Translocate reptiles away from threats: Tuatara
Overall effectiveness category Awaiting assessment
Number of studies: 1
Background information and definitions
Translocations are sometimes carried out to remove individuals from specific threats within their range, for example away from development areas (‘mitigation translocation’). Mitigation translocations may be carried out as a preventative measure to protect individuals but have been criticized for prioritising the process of removing individuals above establishing viable populations of translocated individuals in the destination location (Sullivan et al. 2014). A number of issues should be carefully considered before carrying out such translocations, including whether the proposed release site contains suitable habitat; whether the release of additional animals at an occupied site could negatively impact on the resident population; and whether a translocation alone can mitigate the impact of losing suitable habitat due to a development or other threat.

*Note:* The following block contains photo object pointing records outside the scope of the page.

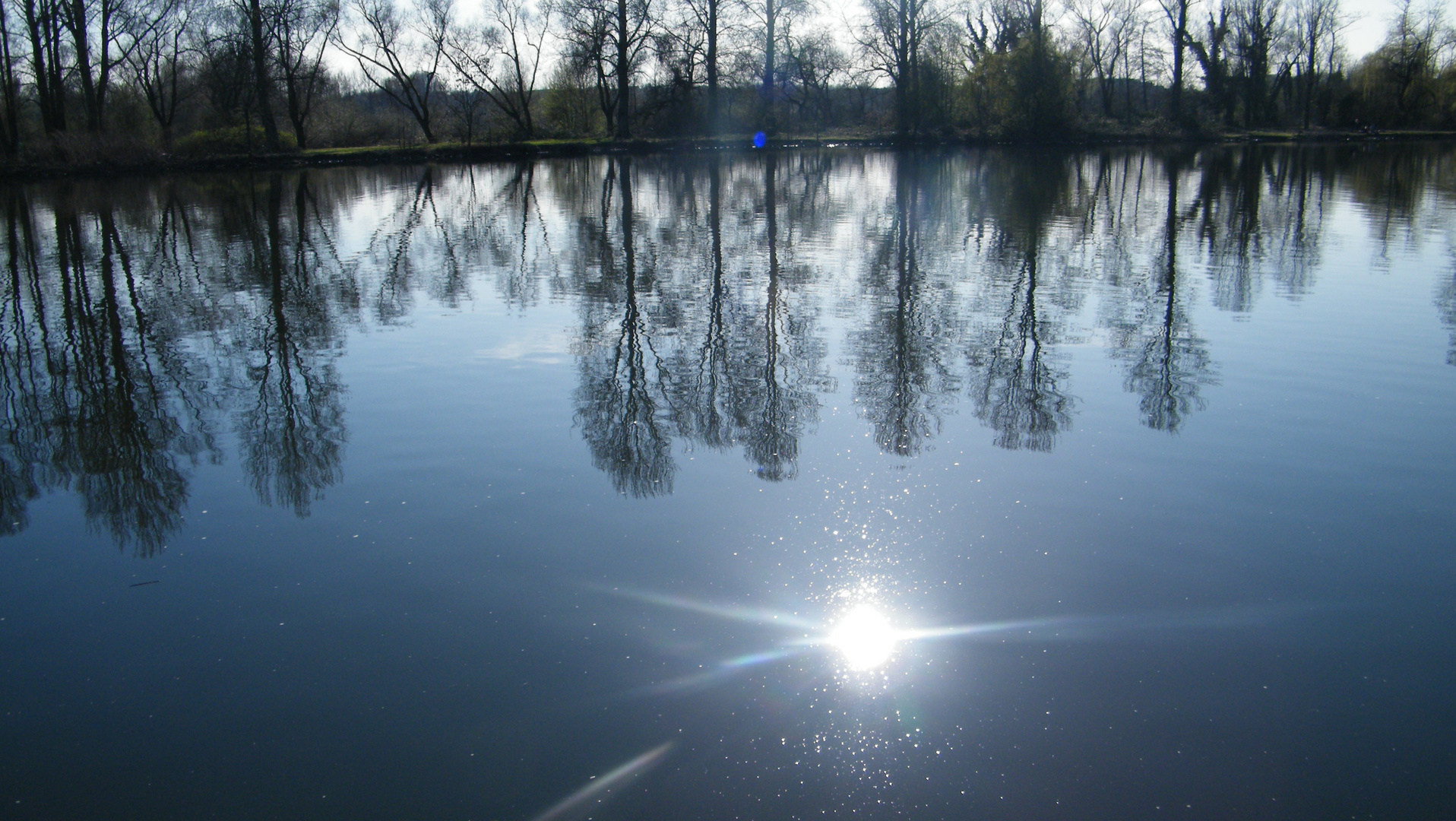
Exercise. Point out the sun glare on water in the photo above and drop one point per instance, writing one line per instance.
(866, 638)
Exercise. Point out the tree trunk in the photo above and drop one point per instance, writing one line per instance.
(624, 79)
(712, 68)
(261, 85)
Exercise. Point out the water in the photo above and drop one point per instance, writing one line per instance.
(815, 483)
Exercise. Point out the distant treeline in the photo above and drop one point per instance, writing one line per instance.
(100, 81)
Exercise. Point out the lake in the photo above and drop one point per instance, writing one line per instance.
(954, 483)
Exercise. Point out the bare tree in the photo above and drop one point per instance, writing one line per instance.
(9, 87)
(502, 55)
(400, 59)
(1257, 33)
(1107, 30)
(894, 43)
(610, 36)
(302, 31)
(103, 34)
(1177, 15)
(1317, 28)
(159, 65)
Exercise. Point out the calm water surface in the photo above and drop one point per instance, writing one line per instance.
(799, 485)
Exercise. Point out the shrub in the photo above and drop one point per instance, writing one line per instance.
(236, 140)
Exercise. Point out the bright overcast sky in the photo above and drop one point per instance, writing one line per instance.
(1372, 21)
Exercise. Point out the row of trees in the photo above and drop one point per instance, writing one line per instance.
(143, 329)
(303, 73)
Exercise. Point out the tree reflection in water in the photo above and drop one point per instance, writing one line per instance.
(1015, 373)
(138, 322)
(904, 359)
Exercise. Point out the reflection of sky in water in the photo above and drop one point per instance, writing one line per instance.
(456, 523)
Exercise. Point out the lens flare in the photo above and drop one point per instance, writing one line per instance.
(866, 638)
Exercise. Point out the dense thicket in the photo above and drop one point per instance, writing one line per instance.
(106, 79)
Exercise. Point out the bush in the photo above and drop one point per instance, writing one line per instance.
(236, 140)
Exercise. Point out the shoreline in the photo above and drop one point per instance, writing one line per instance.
(552, 149)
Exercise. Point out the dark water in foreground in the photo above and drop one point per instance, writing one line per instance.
(548, 491)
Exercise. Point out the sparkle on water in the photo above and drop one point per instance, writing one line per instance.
(866, 638)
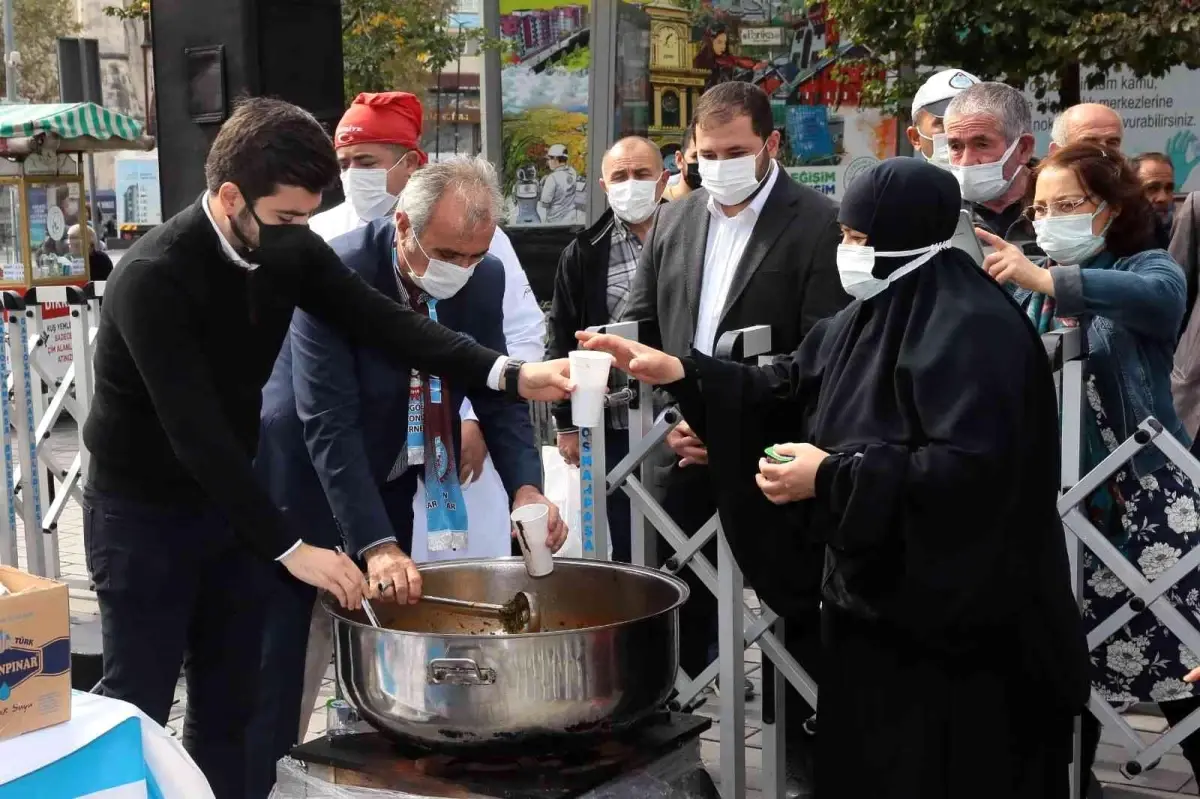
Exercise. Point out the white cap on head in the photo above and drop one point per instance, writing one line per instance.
(937, 92)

Due to the number of studies found, this action has been split by species group, though no studies were found for amphisbaenians. See here for: Sea turtles; Tortoises, terrapins, side-necked & softshell turtles; Snakes & lizards or Crocodilians.
For studies where individuals are relocated for short periods to mitigate risks posed by temporary threats (e.g. habitat management) see Temporarily move reptiles away from short-term threats.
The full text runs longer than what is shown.